This week a competition for secondary school students in order to protect the coral reefs in St Maarten has been launched by the Nature Foundation St. Maarten, IHE Delft Institute for Water Education and Dutch Ministry of Infrastructure and Water Management. The project aims to create a sense of ownership by the island population by generating awareness amongst students, the local government, donor organizations, businesses and the people of St. Maarten about the loss of corals and its potential consequences for the island’s economy. This will be achieved by organizing a competition in which local students are challenged to propose a project that will positively contribute to the protection of St Maarten’s precious marine environment and primarily their coral reefs.
“The coral reefs on Sint Maarten are deteriorating quickly and are extremely threatened due to diseases, pollution, large amounts of wastewater discharge into the ocean, Hurricane Irma, overfishing and rising ocean temperatures. It is time to be serious concerned about the health of corals on St Maarten, as coral reefs are of great importance to our tourist industry, the health of our fish stocks, clarity of our waters, biodiversity and the protection from storms. It is time to act now in order to save our coral reefs for the future” urged Melanie Meijer zu Schlochtern Manager of the Nature Foundation St. Maarten.

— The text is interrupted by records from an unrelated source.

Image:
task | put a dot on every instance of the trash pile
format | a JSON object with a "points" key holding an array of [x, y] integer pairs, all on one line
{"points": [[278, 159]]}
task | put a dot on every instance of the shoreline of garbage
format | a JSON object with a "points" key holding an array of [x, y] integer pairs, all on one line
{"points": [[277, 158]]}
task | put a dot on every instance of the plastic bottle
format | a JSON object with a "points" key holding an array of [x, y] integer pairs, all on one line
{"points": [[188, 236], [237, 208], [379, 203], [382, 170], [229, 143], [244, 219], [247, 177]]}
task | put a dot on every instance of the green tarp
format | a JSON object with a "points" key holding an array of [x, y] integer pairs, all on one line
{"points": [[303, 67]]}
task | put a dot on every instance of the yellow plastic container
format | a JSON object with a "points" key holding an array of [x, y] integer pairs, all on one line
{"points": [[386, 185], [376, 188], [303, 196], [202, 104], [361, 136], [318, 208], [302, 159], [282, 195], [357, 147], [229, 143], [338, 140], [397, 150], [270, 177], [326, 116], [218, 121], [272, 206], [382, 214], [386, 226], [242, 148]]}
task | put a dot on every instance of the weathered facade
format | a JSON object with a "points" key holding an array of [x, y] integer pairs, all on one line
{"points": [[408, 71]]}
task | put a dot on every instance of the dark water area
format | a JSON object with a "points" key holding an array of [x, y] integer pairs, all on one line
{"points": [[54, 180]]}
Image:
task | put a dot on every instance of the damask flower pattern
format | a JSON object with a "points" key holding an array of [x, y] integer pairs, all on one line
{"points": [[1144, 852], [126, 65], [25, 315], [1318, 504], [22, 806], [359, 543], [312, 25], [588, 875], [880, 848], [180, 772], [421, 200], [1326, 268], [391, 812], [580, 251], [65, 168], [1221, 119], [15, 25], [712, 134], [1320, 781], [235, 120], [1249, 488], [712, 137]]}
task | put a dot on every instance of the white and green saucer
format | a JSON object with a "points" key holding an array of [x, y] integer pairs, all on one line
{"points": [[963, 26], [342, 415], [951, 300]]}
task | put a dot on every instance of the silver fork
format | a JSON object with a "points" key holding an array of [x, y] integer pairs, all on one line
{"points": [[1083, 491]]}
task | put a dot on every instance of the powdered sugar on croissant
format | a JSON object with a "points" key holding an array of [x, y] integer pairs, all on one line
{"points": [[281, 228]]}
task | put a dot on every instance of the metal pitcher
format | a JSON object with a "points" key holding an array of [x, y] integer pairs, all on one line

The Coral Competition Team, consisting of a Nature Foundation staff member, a Marine ecologist and a specialist from the IHE Delft Institute for Water Education, will be visiting secondary schools on the 9th and 10th of March 2020 in order to present the Coral Competition to the students of St. Maarten. Besides, these presentations are also focused on learning about coral reefs, their importance, their numerous threats and how students can help to ensure coral reefs for the future. “Secondary schools and schools with students within the ages from 12 until 19 years old, are urged to request a presentation appointment from the team by sending an email to email@example.com, in order to provide opportunities for their students to participate in the competition and learn about coral reefs” stated the Nature Foundation St. Maarten.
A grant of $4000 will be donated to the Nature Foundation St. Maarten in order to implement a project from the proposal of the winning student team, whereby the winning students can potentially assist in executing the project. “It is not only about developing ideas and raising awareness. We want to see impact and therefore a grant of $4000 will be donated to the Nature Foundation St. Maarten to implement the winning project together with the winning student team” commented Erik de Ruijter van Steveninck, Aquatic and Marine Ecologist at the Water Science and Engineering Department at the IHE Delft Institute for Water Education.
To participate in the Coral Competition, students are asked to form groups of maximum 4 students and come up with a Proposal to Save St. Maarten Coral Reefs. Students may choose to work with students from any school, however all participating students should be between 12 until 19 years old and each student is only allowed to participate in one proposal. Their proposal presentations shall have no boundaries when it comes to creativity on presenting and saving coral reefs. In addition, the proposal should be executable by the Nature Foundation with about USD $4000. Student groups can register for the project before Friday the 27th of March 2020 by sending an email to firstname.lastname@example.org with their proposal name, their names and their contact details. “In May an award day will be organized whereby student groups can present their proposal in a creative way during a science fair. A total fund of $1500 will be available for the three best student teams, whereby the winning team can win $800, in addition businesses will be asked to include prize donations for the best proposals to save St. Maarten’s coral reefs” explained Melanie Meijer zu Schlochtern.
The economy of St. Maarten mainly depends on marine based activities, generating approximately USD 58 million annually, through coral reef associated tourism and fisheries. The number of tourists has been increasing tremendously and is expected to continue so in the future. However, development of local tourism, on top of global impacts on coral reefs, puts enormous pressure on the vulnerable ecosystem functions (e.g. wave protection) and services (e.g. coralline beaches, fisheries and activities like snorkeling, boating and diving) provided by corals. Without adequate environmental planning and management, St. Maarten’s valuable marine resources run the risk of serious degradation. This might, in turn, make the island less attractive for tourists and thus will negatively impact the island’s vulnerable economy.